Rebecca considered this. They'd always thought Dickens had just hailed a cab to be taken for a late-night drive before returning to the hotel. The fact that the cab was sitting empty suggested that Dickens had hailed the cab with some place-some errand-in mind. Did Dickens have a particular destination the night before he would leave Boston forever? Rebecca was about to ask for more but Louisa was by this time determined to continue on her own.
“It was on North Grove Street,” said Louisa. “When he got back into the carriage, he didn't know I was driving it. Little did he know how our lives were destined to change forever from that point! Can the candle help it, my dear? Can the candle help it?”
“North Grove Street.”
THE WAITING DRIVER opened the carriage door for Rebecca. She climbed in and sat across from Osgood.
“It's the Medical College!” Rebecca cried.
“What-what do you mean? Was that what Mr. Dickens said to that woman?” Osgood asked.
“No, no.” Rebecca explained that Louisa Barton had tricked the driver as he was waiting for Dickens at North Grove Street. “He wasn't merely going out for another of his breathers,” Rebecca said. “He must have instructed the driver to go to the Medical College.”
Osgood thought back to the breakfast conversation between Dickens and Dr. Oliver Wendell Holmes.
Anything in Boston you haven't yet seen that you'd like, Mr. Dickens? Osgood had asked.
There is one place. I believe it is at your very school, Dr. Holmes. The place where Dr. Webster, whom I met twenty-five years ago, murdered Mr. Parkman in such extraordinary fashion. I would have staked my head upon it even then, that Webster was a cruel man.

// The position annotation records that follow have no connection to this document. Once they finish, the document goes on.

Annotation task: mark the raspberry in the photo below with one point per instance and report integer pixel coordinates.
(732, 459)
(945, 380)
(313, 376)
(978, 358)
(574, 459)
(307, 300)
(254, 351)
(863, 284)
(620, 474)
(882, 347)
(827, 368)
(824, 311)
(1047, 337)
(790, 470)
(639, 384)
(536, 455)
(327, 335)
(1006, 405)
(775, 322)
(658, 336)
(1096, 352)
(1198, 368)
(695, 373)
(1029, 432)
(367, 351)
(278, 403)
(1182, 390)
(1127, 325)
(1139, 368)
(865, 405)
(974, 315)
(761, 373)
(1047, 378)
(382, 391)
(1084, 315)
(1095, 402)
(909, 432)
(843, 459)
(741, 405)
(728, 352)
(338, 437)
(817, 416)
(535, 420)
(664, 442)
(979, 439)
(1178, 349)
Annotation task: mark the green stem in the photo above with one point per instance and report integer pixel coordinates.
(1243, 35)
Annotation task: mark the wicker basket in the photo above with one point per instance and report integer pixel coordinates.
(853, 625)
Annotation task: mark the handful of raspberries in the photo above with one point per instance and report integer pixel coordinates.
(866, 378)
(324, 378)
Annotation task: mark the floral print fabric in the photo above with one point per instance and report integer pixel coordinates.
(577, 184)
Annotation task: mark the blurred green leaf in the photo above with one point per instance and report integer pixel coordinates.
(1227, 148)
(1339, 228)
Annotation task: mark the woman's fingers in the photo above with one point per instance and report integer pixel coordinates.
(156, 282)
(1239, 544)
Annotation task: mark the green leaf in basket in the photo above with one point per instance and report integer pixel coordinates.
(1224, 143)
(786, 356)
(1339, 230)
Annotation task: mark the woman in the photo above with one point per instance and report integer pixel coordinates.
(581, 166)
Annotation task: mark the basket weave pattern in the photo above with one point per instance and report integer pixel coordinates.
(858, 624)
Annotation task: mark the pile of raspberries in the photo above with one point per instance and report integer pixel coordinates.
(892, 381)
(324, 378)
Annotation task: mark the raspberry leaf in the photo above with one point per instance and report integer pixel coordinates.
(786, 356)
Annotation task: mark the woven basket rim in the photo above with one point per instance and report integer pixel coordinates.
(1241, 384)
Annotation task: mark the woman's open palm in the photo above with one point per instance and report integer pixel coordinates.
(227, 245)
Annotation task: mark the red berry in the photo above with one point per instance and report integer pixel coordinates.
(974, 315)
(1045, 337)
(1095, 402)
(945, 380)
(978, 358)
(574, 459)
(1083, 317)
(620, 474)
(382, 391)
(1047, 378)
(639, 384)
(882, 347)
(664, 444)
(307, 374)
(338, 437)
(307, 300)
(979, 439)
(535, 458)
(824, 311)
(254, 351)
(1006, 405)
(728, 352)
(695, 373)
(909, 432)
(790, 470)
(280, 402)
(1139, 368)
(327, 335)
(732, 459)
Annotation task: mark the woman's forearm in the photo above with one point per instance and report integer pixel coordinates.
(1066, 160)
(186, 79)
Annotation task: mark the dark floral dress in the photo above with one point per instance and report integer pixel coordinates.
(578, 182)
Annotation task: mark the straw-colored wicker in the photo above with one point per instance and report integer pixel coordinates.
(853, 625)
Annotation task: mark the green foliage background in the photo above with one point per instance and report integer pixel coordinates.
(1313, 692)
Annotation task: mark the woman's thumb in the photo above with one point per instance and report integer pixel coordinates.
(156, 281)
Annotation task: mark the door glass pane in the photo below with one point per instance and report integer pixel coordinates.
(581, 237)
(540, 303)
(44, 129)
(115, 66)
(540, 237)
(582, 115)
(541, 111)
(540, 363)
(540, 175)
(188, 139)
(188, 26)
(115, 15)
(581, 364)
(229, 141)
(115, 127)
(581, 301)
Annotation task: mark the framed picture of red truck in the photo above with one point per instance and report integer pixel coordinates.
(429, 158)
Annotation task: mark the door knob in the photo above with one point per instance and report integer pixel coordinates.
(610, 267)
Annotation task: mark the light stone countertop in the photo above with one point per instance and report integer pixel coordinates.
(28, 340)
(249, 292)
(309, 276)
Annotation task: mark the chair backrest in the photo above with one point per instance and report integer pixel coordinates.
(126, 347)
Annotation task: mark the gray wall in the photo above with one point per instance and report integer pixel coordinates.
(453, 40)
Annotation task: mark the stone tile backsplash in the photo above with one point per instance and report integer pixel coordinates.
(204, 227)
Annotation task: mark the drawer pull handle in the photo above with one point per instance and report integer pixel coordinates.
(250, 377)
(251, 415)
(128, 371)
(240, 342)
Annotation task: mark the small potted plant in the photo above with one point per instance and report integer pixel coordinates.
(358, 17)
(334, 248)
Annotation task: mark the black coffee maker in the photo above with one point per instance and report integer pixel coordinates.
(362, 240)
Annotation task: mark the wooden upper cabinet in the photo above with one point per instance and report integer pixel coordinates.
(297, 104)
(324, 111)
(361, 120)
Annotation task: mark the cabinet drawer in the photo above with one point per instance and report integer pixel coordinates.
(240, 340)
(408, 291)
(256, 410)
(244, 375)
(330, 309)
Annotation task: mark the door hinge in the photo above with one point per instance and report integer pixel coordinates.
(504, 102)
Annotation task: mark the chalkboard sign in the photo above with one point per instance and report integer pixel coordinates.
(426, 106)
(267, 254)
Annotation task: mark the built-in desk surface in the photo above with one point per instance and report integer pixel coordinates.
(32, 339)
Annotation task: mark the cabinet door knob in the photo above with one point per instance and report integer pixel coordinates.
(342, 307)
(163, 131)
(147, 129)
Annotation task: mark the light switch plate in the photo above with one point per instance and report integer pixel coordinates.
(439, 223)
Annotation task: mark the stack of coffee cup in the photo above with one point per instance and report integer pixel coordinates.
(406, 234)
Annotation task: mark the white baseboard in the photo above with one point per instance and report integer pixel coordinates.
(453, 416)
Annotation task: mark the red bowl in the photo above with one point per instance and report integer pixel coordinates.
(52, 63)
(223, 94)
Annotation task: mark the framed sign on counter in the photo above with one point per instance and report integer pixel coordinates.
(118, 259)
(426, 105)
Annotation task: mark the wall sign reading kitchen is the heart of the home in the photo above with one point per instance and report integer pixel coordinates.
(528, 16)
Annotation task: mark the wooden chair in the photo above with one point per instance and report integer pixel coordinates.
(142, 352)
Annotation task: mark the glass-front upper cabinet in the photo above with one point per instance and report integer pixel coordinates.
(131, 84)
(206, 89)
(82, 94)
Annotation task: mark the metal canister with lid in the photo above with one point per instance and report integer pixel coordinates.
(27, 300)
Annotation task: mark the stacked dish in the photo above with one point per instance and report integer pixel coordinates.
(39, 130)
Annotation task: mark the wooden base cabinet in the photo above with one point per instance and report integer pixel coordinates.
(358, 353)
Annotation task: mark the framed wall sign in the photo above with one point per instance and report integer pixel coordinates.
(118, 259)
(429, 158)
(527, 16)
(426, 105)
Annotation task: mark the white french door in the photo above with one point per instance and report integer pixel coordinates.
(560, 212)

“There may be something to find there,” Osgood said to Rebecca. “He had seen it already. Knowing Dr. Holmes, he had probably given Dickens a very thorough examination of it. If he really went back to that dismal place before he left Boston, he must have had a reason.”
“Let us go at once then!” This excited utterance came from the lips of Marcus Wakefield. He sat in the seat next to Osgood.
Osgood turned to him. “Mr. Wakefield, are you certain it is no trouble for us to use your carriage?”
Wakefield shrugged. “Of course! I hired it for the afternoon, and I haven't any pressing business until late. It is a pleasure to be of small assistance to my two American friends. Let me send a runner with a note to my trading associate, and my chariot and my humble self will be at your disposal until you are entirely finished once and for all with your expedition.”